4. Provision to Third Parties

As a rule, the Company does not provide personal information to third parties. It does so only within the minimum necessary scope where the user has consented in advance (e.g., providing information to an accommodation provider to book a hotel/accommodation package) or where required by law.

5. Outsourcing of Processing

The Company may outsource certain tasks—such as payment processing (PG), delivery, and cloud infrastructure—for smooth service provision. In doing so, the Company supervises the trustees to handle personal information safely in accordance with the Personal Information Protection Act. Specific trustees and outsourced tasks are disclosed in this policy and updated upon change.

6. Rights of the Data Subject

Data subjects may at any time request access to, correction, deletion, or suspension of processing of their personal information through My Page or the customer center. The Company takes the necessary measures without delay upon such request.

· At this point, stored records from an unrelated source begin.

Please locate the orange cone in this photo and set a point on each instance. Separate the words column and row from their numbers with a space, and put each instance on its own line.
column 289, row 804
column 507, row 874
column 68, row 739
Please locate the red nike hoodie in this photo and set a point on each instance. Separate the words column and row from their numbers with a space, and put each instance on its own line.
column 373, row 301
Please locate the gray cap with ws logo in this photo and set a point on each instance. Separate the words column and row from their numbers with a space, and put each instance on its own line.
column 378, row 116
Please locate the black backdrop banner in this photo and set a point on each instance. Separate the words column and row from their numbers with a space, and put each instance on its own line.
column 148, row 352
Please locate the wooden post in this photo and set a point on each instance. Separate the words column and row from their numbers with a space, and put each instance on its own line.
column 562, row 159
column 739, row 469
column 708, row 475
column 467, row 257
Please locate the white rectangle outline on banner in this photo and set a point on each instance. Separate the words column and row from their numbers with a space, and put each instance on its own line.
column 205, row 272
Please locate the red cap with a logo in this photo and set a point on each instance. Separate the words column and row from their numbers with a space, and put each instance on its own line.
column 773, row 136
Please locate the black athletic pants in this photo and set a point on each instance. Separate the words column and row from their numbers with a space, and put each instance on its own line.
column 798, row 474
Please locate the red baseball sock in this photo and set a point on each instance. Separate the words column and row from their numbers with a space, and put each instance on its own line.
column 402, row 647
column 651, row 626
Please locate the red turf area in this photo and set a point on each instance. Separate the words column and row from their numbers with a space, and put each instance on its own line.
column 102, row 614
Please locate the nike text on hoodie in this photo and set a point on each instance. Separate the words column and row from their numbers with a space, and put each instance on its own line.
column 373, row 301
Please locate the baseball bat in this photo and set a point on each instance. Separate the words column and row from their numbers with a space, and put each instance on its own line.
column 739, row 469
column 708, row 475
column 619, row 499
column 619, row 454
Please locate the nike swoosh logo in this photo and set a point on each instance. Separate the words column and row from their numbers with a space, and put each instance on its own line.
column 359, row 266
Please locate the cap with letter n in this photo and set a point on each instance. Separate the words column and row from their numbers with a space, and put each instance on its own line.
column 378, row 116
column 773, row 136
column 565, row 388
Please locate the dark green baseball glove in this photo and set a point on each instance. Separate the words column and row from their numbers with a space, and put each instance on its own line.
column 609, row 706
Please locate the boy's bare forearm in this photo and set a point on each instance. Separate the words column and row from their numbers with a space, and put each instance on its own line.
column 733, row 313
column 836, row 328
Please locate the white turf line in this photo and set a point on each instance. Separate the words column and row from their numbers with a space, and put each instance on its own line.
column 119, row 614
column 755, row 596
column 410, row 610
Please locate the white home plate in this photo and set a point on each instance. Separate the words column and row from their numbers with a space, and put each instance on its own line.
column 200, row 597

7. Destruction of Personal Information

When personal information becomes unnecessary—due to the lapse of the retention period or achievement of the purpose—the Company destroys it without delay. Electronic files are permanently deleted by irrecoverable means, and printed materials are shredded or incinerated.

8. Security Measures

  • Administrative: establishment and implementation of an internal management plan, regular staff training
  • Technical: access control for the processing system, access-control systems, password encryption, transport encryption (SSL/TLS)
  • Physical: access control to server rooms and data storage areas

9. Cookies

The Company may use cookies to provide tailored services. Users may refuse cookies through their browser settings, though some services may then be restricted.

10. Privacy Officer

The Company designates a Privacy Officer who is responsible for overseeing personal information processing and handling complaints and remedies.

  • Privacy Officer: Kim Hye-kyung
  • Contact: cs@i-aurora.co.kr / 1588-3073

11. Remedies for Infringement

Data subjects may apply for dispute resolution or counseling to the Personal Information Dispute Mediation Committee (+82-1833-6972), the Personal Information Infringement Report Center (118), the Supreme Prosecutors’ Office (1301), or the National Police Agency (182).

12. Duty to Notify

This Privacy Policy is effective as of 2026-06-19. Where its contents change due to laws, policies, or security technology, the Company will announce the changes through the Mall at least 7 days before they take effect.